The institutional upheaval at the Kennedy Center has been substantial. The president assumed the chairmanship of the board in February 2025 after removing members appointed by his predecessors and installing allies, as NBC News reported. Richard Grenell, the former ambassador to Germany and acting director of national intelligence, was installed as president but departed the post earlier this month, replaced by Matt Floca, the center’s vice president of facilities operations, who holds a construction management degree from Louisiana State University, according to the Associated Press and the Hollywood Reporter. The board voted in December to rename the facility the Trump Kennedy Center — a change scholars and lawmakers contend must be initiated by Congress — and installed signage bearing the president’s name the following day, according to the Associated Press.
The fallout from the arts community has been pronounced. The Associated Press reported that actor Issa Rae, musician Béla Fleck, and author Louise Penny were among the artists who withdrew from scheduled appearances, while consultants such as musician Ben Folds and singer Renée Fleming resigned.
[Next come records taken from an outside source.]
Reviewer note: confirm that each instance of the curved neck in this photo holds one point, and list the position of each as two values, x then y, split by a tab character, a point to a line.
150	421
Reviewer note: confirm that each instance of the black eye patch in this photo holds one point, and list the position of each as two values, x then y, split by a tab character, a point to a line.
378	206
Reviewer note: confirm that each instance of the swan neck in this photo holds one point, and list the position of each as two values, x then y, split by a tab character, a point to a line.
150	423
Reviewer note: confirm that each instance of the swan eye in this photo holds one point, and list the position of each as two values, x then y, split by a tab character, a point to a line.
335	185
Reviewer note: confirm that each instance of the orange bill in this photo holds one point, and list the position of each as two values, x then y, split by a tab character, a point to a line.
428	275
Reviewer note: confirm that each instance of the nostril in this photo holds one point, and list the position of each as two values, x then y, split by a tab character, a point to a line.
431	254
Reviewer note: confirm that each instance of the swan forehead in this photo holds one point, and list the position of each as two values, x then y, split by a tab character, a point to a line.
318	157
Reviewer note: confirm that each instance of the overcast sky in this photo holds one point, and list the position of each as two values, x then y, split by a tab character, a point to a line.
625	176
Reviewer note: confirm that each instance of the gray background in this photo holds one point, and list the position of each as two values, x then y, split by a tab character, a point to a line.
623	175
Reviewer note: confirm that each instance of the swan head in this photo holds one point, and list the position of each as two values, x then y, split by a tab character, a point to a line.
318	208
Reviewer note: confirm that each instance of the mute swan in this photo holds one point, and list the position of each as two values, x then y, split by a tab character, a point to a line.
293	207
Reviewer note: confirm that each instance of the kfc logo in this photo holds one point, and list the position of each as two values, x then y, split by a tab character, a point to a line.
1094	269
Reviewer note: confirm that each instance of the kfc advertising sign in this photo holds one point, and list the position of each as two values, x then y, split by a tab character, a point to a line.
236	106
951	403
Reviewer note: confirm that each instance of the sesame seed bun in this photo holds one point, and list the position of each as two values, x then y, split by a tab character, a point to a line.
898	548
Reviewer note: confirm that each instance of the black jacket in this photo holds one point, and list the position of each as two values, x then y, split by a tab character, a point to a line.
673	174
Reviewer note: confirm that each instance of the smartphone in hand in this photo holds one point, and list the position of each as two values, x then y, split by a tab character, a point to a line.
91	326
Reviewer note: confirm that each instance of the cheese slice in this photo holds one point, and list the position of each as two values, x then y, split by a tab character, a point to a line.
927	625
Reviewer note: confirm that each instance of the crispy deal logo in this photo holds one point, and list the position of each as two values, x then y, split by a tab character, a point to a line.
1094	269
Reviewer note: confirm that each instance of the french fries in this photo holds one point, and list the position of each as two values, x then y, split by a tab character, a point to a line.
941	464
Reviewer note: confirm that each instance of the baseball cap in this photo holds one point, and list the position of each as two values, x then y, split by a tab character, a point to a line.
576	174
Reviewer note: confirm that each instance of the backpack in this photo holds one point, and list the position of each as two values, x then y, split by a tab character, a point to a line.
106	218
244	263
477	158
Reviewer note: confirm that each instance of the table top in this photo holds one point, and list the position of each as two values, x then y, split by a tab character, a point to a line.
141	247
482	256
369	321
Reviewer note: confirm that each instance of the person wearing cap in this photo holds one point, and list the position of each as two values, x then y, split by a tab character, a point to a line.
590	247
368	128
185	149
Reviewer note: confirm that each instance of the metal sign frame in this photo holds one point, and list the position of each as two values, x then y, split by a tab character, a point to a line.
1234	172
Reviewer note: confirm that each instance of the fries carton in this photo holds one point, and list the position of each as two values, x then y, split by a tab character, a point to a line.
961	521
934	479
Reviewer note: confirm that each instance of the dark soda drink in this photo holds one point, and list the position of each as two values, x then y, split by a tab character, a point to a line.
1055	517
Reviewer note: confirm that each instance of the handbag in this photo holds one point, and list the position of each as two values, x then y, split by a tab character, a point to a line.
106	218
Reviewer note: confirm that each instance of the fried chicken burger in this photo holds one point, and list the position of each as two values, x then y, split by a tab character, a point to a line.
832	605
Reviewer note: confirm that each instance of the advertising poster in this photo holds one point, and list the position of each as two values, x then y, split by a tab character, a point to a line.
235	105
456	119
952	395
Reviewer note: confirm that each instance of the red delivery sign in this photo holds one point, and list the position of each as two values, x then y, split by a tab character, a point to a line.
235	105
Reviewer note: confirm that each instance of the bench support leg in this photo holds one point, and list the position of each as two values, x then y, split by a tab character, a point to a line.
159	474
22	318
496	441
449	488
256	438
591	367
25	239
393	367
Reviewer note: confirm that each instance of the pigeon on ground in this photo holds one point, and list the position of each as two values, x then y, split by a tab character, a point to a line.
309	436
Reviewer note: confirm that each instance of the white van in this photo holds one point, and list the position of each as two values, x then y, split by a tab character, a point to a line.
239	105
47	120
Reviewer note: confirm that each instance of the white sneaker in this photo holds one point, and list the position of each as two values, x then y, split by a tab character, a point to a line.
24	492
The Washington National Opera departed its longtime home at the center, and the executive director of the National Symphony Orchestra, Jean Davidson, left to lead the Wallis Annenberg Center for the Performing Arts in Los Angeles, according to PBS News. Ticket sales at the center have declined significantly since the president’s assumption of control, per analyses cited by CNN from the Washington Post and the New York Times.
The question before the court is whether the reconstruction of a congressionally chartered memorial to a slain president, funded by a specific and limited congressional appropriation, may proceed without the review processes that federal law prescribes for historically significant properties — and without explicit legislative authorization for the scope of work the administration has described. A preliminary injunction is expected to be sought soon. The answer will shape not merely the fate of a single building on the Potomac, but the durability of the legal architecture that governs the stewardship of the nation’s most consequential public spaces.